Voler dans les magasins par défi, par goût du risque
Alexandra explique :
« Au départ, c’était un pari, avec des copines : on s’ennuyait, alors on a décidé de se donner un grand coup d’adrénaline en volant des boucles d’oreilles dans une chaîne d’accessoires bien connue.
On a fait un grand sourire à la vendeuse, on les a mis dans nos poches, et on est parties.
On était tellement ahuries par la facilité de ce vol qu’on a décidé de recommencer. Après tout, pourquoi payer pour avoir un truc qu’on peut obtenir gratuitement ? »
Le vol est puni par la loi, mais ça ne fait pas peur
Si le premier larcin d’Alexandra n’a pas eu de conséquences, le risque qu’elle a pris semble démesuré : l’article 311-3 du code pénal rappelle que « Le vol est puni de trois ans d’emprisonnement et de 45 000€ d’amende ».
Lorsque je rappelle ce fait, Juliette ne peut réprimer un sourire :
« Si on n’a pas de chance et qu’on se fait choper, on paie l’objet, on se fait exclure du magasin qui remplit une fiche sur nous.

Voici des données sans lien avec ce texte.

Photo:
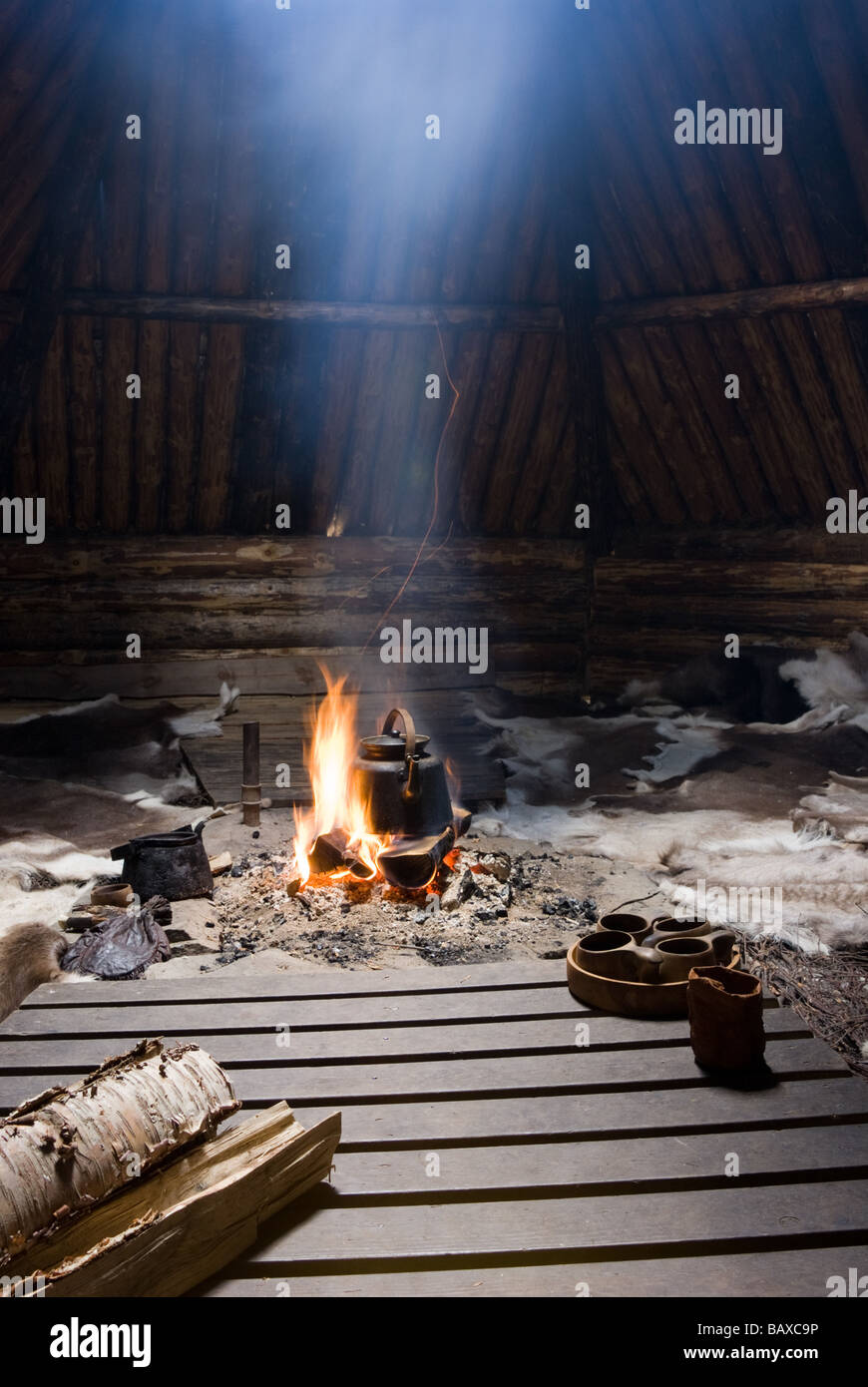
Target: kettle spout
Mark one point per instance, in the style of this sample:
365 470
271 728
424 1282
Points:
412 788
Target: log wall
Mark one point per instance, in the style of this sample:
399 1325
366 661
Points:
266 614
661 598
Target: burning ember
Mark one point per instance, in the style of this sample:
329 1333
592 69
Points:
379 811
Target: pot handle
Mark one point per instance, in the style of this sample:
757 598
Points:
409 727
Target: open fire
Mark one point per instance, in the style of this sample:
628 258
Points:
381 807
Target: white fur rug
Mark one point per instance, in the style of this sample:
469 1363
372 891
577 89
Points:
761 825
82 779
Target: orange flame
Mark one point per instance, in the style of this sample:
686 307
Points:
337 803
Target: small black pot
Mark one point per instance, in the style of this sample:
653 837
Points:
167 864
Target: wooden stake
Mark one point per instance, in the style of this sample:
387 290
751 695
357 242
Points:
251 790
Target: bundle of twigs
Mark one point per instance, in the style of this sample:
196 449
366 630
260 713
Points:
828 991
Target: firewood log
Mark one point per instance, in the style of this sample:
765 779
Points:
72 1148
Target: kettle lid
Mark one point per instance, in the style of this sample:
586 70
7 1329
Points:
391 746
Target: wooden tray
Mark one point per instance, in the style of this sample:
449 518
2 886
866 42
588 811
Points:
632 999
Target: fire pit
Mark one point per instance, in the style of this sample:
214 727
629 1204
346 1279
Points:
380 809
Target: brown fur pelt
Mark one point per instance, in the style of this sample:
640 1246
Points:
29 955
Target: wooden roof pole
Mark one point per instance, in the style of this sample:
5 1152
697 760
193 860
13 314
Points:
575 228
740 302
70 196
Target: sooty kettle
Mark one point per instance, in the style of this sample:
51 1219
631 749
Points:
402 785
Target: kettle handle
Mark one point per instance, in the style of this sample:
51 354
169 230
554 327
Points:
409 727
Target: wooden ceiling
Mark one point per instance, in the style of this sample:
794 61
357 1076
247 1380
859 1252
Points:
306 386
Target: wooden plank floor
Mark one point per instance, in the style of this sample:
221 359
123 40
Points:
486 1152
447 715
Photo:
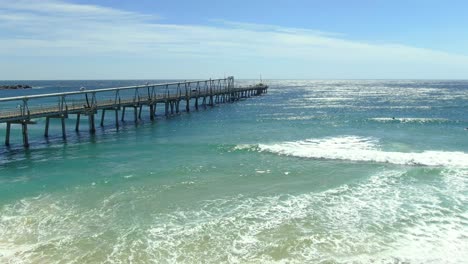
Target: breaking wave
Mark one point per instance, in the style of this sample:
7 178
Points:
355 148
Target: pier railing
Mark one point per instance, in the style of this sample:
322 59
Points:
27 107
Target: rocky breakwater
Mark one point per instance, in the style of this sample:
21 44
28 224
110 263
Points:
14 87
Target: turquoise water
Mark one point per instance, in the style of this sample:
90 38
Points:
312 172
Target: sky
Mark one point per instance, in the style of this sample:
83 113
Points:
182 39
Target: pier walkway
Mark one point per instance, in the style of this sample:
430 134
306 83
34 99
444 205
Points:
22 110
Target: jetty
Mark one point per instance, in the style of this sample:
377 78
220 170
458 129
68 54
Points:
23 110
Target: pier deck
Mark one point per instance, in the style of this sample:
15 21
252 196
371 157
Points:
23 110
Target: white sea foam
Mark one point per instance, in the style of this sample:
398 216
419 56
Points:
354 148
409 120
381 219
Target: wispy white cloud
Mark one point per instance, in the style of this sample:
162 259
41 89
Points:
53 28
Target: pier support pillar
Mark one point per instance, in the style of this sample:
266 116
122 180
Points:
25 134
7 136
77 126
102 117
123 113
46 131
135 113
64 133
151 112
92 128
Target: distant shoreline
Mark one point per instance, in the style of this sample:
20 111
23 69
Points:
15 87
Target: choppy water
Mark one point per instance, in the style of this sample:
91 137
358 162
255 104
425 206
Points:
313 172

Au pire on va au poste de police, mais de toute manière on s’en fout, le casier est effacé à notre majorité. »
Rien n’est moins sûr : si l’effacement du casier judiciaire est possible, il ne peut se faire que sous certaines conditions
, et ne semble pas être un automatisme.
Quand le vol a des conséquences
Lorsque je demande aux deux lycéennes si elles connaissent des personnes ayant eu des ennuis à cause du vol, elles hésitent avant d’égrener quelques noms.

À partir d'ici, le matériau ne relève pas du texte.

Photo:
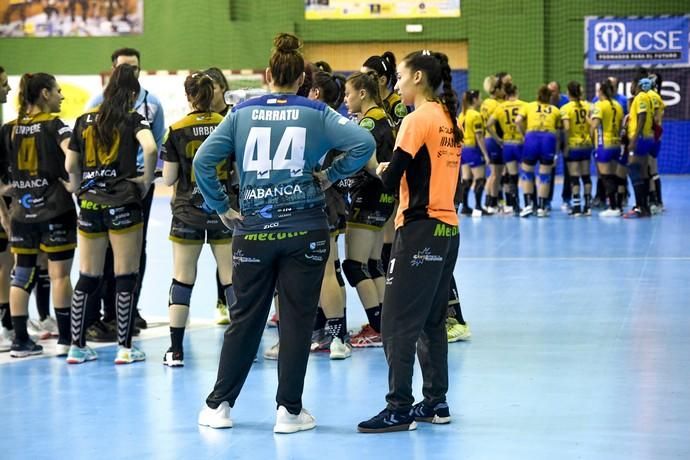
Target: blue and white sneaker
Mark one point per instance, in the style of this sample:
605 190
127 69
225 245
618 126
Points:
129 355
438 414
78 355
388 421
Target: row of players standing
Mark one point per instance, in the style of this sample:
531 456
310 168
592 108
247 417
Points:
512 136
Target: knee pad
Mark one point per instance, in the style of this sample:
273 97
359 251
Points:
126 283
24 277
527 176
635 171
180 293
355 272
87 284
375 267
338 273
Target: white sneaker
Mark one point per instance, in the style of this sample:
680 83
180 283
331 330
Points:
34 328
49 324
340 350
5 340
527 211
610 213
289 423
272 353
216 418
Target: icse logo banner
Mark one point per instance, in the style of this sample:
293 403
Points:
637 41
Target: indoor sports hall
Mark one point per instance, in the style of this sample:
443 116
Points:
570 339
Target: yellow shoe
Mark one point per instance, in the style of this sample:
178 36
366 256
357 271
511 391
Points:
222 317
457 331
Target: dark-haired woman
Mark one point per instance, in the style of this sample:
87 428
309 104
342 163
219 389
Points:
539 121
192 222
607 119
102 163
577 149
474 154
330 329
276 143
371 206
42 216
511 142
425 165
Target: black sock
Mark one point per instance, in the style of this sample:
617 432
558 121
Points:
374 316
19 323
320 320
336 327
43 294
220 290
5 318
62 315
176 337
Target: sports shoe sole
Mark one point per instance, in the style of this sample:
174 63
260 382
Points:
411 427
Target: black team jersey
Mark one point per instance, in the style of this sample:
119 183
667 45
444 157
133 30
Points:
33 163
105 173
184 139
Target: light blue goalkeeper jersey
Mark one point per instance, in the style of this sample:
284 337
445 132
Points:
276 142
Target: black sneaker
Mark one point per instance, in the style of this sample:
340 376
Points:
25 348
388 421
173 358
438 414
100 332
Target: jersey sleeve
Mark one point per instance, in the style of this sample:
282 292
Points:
168 150
412 134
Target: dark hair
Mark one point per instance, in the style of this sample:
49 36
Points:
323 66
468 99
118 97
384 66
368 81
331 88
309 70
218 77
286 63
125 52
30 87
544 94
435 67
510 89
606 88
575 91
199 89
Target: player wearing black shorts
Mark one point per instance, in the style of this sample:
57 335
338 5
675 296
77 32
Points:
42 216
102 163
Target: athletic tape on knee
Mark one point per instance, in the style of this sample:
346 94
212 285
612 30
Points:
24 277
355 272
375 267
180 293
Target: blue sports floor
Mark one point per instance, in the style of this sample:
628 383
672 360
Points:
581 350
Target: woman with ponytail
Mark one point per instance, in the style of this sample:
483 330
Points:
425 167
371 206
102 164
276 144
192 222
607 119
577 149
42 216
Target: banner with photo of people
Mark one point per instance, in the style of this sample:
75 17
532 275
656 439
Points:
71 18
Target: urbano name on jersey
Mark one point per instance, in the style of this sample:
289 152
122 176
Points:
270 192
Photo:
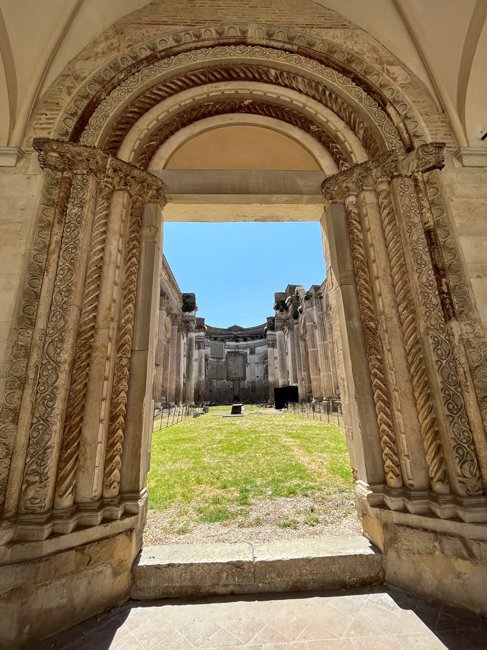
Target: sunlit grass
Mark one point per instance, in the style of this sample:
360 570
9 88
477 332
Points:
213 468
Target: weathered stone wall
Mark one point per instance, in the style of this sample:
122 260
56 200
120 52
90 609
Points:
236 365
303 343
38 597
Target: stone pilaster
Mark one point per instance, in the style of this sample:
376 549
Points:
200 362
406 312
282 369
173 359
189 384
271 363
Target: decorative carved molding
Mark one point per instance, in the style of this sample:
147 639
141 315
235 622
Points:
68 461
232 72
468 481
465 309
374 354
25 349
73 158
57 353
117 175
412 342
118 403
385 167
313 51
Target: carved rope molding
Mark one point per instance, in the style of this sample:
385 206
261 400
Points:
57 353
24 349
143 102
412 342
81 166
281 39
119 176
398 170
467 475
119 398
336 188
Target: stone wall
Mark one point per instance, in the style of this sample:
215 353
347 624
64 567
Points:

Mais toutes deux ont été marquées par la mésaventure d’une de leurs amies, qui avait organisé un trafic de vêtements volés au sein de l’internat…

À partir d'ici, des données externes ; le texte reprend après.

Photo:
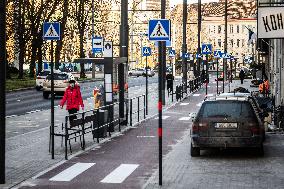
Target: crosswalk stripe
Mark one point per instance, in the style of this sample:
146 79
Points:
184 104
72 172
163 117
120 173
184 118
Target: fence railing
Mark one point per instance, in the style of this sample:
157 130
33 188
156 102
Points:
139 108
183 89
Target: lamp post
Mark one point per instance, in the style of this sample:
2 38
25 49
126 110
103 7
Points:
184 46
199 36
225 45
2 88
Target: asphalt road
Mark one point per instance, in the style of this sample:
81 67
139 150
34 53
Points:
22 102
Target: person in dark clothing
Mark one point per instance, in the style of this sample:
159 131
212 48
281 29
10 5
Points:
170 79
242 76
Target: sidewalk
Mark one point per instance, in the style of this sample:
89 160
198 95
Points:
225 169
28 139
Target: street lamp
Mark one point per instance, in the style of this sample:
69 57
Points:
2 88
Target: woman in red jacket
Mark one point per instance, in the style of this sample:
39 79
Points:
74 99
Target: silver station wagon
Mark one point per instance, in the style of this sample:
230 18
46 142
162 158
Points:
227 122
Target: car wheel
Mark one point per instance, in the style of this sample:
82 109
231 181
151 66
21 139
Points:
260 150
45 95
38 88
194 151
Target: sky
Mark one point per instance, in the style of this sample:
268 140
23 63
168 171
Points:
175 2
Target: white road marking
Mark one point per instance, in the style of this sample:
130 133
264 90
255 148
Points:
199 104
163 117
184 104
72 172
145 136
120 173
184 118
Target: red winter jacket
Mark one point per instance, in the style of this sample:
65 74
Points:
73 98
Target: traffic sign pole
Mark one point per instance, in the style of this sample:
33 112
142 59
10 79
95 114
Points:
206 76
217 75
2 89
224 73
52 100
146 85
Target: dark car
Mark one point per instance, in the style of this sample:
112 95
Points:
227 122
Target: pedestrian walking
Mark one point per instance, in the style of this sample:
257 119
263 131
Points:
170 81
242 76
73 98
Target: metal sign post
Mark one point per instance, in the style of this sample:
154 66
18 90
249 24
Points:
146 51
217 75
2 89
51 31
159 30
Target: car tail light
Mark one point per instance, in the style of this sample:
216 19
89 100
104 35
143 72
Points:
203 126
254 128
194 127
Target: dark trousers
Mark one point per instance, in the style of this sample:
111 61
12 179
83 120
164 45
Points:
72 117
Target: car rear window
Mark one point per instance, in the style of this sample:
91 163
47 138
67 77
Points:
44 73
58 77
232 109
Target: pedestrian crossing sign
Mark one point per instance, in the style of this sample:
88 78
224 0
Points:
51 31
217 54
226 56
159 30
146 51
185 55
172 53
198 56
206 49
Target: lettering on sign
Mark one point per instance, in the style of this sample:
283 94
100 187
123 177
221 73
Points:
270 22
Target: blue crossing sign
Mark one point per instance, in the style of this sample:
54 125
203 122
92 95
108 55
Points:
198 56
97 44
159 30
186 55
172 53
206 49
226 56
51 31
218 54
146 51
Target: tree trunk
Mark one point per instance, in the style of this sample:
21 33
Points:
33 58
39 54
82 54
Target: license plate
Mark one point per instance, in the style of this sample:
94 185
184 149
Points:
226 125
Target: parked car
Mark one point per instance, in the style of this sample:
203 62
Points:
61 82
137 72
41 77
227 121
150 73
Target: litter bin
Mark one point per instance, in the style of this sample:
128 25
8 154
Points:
101 120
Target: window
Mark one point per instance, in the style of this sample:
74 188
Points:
219 29
231 29
230 109
238 42
219 42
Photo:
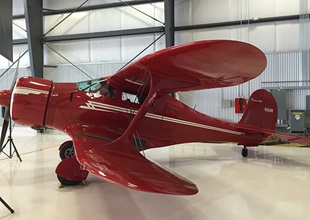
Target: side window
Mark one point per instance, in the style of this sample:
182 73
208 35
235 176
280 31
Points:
97 86
130 97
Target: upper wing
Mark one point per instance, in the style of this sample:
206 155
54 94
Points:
117 162
198 65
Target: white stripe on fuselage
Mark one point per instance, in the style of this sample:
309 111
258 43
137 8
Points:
27 91
97 106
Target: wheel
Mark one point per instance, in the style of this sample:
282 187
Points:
66 150
68 182
244 152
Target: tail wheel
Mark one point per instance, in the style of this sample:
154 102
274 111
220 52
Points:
68 182
66 150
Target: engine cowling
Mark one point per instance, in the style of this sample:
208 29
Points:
29 101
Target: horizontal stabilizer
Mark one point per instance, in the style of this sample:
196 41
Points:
131 169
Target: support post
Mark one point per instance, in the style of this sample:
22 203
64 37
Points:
34 23
169 22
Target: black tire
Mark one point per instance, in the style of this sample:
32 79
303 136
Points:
66 150
68 182
244 152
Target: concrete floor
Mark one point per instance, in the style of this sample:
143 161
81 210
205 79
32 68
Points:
272 183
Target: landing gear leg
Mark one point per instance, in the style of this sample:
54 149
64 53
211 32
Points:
244 152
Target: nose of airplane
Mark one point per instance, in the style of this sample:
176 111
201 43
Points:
5 97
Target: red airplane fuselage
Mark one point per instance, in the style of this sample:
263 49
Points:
39 102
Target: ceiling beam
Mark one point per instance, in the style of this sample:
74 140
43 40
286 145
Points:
104 34
93 7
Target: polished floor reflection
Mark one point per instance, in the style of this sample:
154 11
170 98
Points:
272 183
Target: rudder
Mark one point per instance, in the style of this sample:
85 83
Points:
261 111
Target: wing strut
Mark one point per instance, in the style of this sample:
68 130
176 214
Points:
119 162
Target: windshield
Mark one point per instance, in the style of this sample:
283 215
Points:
99 86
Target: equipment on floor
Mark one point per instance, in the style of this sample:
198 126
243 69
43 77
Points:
7 122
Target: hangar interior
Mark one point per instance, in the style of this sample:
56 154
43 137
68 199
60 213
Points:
83 40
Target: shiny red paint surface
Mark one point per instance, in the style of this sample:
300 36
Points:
5 97
107 131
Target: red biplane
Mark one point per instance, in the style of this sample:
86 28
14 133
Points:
112 119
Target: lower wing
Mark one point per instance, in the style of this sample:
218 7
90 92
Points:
118 163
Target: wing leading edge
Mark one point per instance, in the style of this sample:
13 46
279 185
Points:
197 65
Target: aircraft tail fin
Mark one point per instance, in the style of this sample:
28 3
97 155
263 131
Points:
261 111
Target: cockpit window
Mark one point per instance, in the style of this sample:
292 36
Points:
98 86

Deux mois plus tard, son commerce illégal a été interrompu par une descente de police, consécutive à la plainte d’une enseigne qu’elle dévalisait quasi-quotidiennement.
La jeune fille a dû payer une amende colossale, et a été exclue du lycée. Aujourd’hui, elles ne savent pas ce qu’elle est devenue.
Je n’ai pas besoin de voler, mais c’est compulsif
Alexandra s’auto-analyse :
« De toute manière, c’est plus fort que moi. Pourtant, je n’ai besoin de rien, mais quand je vole, j’ai l’impression que j’ai des ailes, que je me sens vivante.
Le problème, c’est que je ne peux plus m’arrêter : le vol, pour moi, c’est devenu un automatisme.
Avec ma petite bouille, je suis insoupçonnable, mais parfois je regrette. Il n’y a pas si longtemps, par exemple, je me suis surprise à voler à Emmaus, et j’ai eu honte… »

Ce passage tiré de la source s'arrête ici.